The Brook Trout Flower

                For fly fishermen, the Brook Trout, native to Smoky Mountain streams, is a worthy goal. Not because it is particularly large- it isn’t – but because of its coloration and the difficulty of enticing the fish to grab one’s minute fabrication of feathers and twine which supposedly resembles a drowned or floundering insect. The Cherokee Indians had a natural calendar triggered by specific wildflower blooming which told them it was time to seek out the little fish hiding near rocks and stumps. As the legend goes, the Trout Lilly (Erythronium americanum) awoke their fishing instincts and during our month of March, all available Cherokee congregated in streams and brooks focused on a fishy objective.

                How did the Trout Lilly become associated with Brook Trout? If you look closely at a Brook Trout, you will notice a swirling pattern of green, yellow, and brown and immersed in water, as fish tend to be, you can imagine a somewhat similarity to the leaf of the Trout Lilly.  Here’s the Brook Trout.

Mr. Trout (above) and Miss Lilly (below).

                 Like I said, with some imagination and the distorting effect of swirling water, you can almost discern some fleeting resemblance. Both are majestic and both are repeating patterns of green, gold, and brown. Notice the orange fin is the same color as the flower stamens. I see it!

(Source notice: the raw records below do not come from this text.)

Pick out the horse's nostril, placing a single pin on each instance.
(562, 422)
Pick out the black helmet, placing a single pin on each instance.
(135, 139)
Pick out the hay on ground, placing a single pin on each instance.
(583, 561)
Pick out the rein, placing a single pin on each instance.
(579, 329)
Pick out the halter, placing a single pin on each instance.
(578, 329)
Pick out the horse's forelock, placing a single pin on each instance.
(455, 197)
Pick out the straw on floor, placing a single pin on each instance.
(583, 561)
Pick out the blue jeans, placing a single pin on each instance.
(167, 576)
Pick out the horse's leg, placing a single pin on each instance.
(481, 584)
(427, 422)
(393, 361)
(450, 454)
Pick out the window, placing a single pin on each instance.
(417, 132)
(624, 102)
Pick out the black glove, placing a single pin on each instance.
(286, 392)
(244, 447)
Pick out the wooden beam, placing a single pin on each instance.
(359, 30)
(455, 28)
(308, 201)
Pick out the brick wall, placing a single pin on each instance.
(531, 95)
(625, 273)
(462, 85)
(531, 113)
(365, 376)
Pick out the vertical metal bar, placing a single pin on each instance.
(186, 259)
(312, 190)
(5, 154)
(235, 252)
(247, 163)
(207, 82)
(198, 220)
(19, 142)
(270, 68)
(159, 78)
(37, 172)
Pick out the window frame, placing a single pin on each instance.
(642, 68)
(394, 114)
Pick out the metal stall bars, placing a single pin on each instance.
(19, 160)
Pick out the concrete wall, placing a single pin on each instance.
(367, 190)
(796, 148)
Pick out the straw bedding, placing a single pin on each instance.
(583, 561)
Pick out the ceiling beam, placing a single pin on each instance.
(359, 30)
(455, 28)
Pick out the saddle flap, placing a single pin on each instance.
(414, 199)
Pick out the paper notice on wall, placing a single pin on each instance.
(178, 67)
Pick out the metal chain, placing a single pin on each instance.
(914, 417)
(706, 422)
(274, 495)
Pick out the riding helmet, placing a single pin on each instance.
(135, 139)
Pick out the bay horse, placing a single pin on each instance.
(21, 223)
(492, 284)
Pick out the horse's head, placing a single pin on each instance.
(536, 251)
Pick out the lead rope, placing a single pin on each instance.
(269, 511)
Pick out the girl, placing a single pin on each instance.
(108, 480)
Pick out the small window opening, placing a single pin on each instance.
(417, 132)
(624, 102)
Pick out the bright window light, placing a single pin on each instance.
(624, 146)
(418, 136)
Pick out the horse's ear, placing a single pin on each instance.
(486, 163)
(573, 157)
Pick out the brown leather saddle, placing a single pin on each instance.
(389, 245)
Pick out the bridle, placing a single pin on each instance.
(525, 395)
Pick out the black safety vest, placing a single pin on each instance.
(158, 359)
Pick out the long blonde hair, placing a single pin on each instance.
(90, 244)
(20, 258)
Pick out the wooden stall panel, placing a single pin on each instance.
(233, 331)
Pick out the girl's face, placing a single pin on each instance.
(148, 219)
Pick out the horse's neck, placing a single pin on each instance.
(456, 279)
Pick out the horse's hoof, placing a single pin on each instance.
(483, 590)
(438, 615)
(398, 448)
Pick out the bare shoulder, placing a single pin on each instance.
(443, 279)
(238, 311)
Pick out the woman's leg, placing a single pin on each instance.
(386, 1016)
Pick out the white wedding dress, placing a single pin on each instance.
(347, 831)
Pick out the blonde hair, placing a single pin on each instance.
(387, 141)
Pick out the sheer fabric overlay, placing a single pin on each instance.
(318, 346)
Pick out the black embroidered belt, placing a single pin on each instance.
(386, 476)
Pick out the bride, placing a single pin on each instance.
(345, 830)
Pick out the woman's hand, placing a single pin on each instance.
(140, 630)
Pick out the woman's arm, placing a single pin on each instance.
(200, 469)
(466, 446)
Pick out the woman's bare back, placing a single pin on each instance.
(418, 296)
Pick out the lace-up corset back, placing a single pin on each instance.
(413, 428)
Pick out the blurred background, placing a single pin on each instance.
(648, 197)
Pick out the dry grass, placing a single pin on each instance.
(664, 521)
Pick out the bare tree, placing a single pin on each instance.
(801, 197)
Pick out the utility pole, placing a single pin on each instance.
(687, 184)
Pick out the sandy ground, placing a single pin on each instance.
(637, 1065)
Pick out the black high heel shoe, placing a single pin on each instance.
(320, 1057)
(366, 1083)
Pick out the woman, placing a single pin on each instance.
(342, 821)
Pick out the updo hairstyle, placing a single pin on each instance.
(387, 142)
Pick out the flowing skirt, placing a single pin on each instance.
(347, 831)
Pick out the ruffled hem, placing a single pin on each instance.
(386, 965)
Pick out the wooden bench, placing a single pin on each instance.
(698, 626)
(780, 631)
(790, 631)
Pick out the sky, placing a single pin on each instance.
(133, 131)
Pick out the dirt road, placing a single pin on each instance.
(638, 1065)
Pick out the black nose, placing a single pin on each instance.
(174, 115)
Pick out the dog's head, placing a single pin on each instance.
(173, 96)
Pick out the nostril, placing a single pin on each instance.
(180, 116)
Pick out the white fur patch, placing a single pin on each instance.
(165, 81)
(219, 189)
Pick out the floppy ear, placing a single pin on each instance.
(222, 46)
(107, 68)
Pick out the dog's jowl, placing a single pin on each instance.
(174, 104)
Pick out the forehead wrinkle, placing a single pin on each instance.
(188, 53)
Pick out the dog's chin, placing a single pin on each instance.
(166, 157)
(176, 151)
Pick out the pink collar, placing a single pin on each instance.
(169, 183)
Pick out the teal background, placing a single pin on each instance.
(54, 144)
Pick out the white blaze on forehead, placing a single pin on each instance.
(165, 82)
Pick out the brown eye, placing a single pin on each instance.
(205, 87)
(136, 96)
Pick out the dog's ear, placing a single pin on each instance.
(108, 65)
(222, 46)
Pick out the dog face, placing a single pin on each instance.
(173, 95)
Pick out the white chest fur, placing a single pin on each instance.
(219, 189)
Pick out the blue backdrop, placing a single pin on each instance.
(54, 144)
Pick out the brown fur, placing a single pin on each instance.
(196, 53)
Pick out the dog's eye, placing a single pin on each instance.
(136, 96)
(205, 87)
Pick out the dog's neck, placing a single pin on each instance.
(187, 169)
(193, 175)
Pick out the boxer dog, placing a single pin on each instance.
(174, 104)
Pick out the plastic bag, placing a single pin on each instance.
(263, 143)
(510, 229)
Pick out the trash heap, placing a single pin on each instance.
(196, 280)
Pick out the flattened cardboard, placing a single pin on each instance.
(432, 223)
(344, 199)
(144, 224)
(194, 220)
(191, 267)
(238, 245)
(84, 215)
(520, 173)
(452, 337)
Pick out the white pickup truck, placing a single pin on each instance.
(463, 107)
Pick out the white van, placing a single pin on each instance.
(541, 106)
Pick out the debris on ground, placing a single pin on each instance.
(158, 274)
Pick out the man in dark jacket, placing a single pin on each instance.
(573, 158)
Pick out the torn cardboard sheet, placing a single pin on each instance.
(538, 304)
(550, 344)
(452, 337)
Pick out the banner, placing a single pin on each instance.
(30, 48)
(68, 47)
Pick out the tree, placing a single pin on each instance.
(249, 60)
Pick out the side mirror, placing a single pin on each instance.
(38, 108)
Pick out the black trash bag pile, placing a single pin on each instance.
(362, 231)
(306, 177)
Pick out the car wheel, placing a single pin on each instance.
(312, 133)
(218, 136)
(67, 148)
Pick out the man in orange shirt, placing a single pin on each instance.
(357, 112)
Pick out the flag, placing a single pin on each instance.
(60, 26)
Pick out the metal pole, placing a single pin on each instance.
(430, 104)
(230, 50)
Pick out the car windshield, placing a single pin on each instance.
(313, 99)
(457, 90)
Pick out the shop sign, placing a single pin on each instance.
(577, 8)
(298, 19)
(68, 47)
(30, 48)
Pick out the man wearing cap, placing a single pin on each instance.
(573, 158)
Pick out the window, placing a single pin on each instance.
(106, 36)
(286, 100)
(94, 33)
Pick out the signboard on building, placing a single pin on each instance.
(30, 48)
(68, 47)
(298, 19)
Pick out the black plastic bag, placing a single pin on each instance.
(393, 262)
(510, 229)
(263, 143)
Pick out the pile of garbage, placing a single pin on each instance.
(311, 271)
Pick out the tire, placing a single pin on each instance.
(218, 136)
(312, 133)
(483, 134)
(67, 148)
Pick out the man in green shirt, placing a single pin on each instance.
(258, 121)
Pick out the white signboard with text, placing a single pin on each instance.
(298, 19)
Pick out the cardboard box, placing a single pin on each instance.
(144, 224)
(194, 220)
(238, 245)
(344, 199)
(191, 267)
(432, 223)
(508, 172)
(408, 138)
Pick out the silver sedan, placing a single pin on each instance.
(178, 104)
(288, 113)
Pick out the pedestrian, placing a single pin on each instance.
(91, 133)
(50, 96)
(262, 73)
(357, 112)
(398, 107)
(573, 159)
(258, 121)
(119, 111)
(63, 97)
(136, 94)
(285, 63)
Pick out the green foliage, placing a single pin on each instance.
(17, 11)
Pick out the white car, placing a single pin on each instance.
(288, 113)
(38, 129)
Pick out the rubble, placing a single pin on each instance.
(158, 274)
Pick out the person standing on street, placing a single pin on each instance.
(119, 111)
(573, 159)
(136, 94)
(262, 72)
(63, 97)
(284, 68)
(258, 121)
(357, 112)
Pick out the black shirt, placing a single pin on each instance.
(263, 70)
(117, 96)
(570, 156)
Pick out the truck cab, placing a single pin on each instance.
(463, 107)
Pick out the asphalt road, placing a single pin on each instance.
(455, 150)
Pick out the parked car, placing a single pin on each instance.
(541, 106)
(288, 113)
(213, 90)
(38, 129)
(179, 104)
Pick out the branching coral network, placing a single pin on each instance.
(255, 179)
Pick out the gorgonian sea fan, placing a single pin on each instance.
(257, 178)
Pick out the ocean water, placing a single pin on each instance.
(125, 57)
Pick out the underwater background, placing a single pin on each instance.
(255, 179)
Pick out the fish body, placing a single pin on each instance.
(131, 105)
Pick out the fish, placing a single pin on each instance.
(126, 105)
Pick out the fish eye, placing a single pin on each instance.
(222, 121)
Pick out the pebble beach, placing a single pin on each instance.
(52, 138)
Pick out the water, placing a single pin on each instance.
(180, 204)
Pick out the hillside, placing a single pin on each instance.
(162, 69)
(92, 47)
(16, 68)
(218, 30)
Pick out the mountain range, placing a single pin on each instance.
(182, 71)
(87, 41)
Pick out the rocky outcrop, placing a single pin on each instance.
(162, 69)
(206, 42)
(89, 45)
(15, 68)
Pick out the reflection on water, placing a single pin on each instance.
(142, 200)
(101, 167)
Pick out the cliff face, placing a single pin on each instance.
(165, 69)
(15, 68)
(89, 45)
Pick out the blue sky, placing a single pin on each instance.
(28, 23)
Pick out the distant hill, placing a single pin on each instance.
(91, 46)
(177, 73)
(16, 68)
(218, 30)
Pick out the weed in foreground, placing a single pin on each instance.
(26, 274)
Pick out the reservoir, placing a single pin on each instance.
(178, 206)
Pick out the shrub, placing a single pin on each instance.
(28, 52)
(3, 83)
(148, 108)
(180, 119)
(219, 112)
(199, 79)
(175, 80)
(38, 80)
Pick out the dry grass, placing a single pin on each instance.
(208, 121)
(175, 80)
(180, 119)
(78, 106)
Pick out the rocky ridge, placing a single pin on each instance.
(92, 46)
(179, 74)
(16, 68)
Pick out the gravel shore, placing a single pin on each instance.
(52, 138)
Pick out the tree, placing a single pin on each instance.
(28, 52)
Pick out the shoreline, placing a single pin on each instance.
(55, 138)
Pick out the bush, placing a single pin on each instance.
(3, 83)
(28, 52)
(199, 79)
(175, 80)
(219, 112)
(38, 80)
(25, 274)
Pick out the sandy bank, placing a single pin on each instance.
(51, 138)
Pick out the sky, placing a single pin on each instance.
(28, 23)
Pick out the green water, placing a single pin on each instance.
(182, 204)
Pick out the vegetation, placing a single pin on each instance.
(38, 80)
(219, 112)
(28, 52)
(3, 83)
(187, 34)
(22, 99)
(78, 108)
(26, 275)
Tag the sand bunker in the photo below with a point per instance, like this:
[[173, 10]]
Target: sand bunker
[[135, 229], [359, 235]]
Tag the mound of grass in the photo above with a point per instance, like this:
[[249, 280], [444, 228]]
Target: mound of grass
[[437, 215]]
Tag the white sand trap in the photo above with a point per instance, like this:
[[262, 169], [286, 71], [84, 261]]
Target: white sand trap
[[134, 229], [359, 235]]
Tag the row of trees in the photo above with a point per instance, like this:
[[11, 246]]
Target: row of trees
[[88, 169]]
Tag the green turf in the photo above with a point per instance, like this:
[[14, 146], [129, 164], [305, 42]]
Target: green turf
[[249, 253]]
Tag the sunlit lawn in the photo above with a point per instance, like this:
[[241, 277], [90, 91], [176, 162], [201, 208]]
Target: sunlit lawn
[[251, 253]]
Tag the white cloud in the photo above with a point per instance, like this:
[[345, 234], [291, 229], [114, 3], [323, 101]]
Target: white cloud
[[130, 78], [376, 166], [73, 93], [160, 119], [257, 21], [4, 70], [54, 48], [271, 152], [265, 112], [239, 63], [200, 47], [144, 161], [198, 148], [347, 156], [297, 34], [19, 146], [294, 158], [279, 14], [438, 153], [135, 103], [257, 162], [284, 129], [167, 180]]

The flower is a landlocked fish or vice-versa.

                Erythronium is a community builder. Never will you see just one, and I have seen thousands blooming at the same time on a flat above the Chattahoochee River. Botanists have estimated some shady fields of Trout Lilly to be over 300 years old as they propagate vegetatively with rhizomes creeping from bulblet to bulblet. Only 10% of Trout Lillies produce seeds, and a secret symbiotic relationship exists between lilies and ants who harvest the seeds and help with disbursement. The flower is six petalled and yellow in this species although there is a white variety that is rarely encountered in the Southeast.

                Trout Lilly like moisture and are never far from flowing water which adds to the Brook Trout analogy. I can never look at a Trout Lilly without thinking of a Native American family headed to the creek with a woven basket in hand and intent on a smoked trout dinner that evening. Here is one last look at the fascinating flower known as the Trout Lilly and sometimes called a Dog-Tooth Violet, but that’s another story.

Perhaps this is a slightly different variety as the stamen are brown versus orange in the previous example. In March, Trout Lilly are common along Cades Cove waterways. In April, only a fleeting few remain. In the background is a fuzzy Squirrel Corn wildflower – a future subject.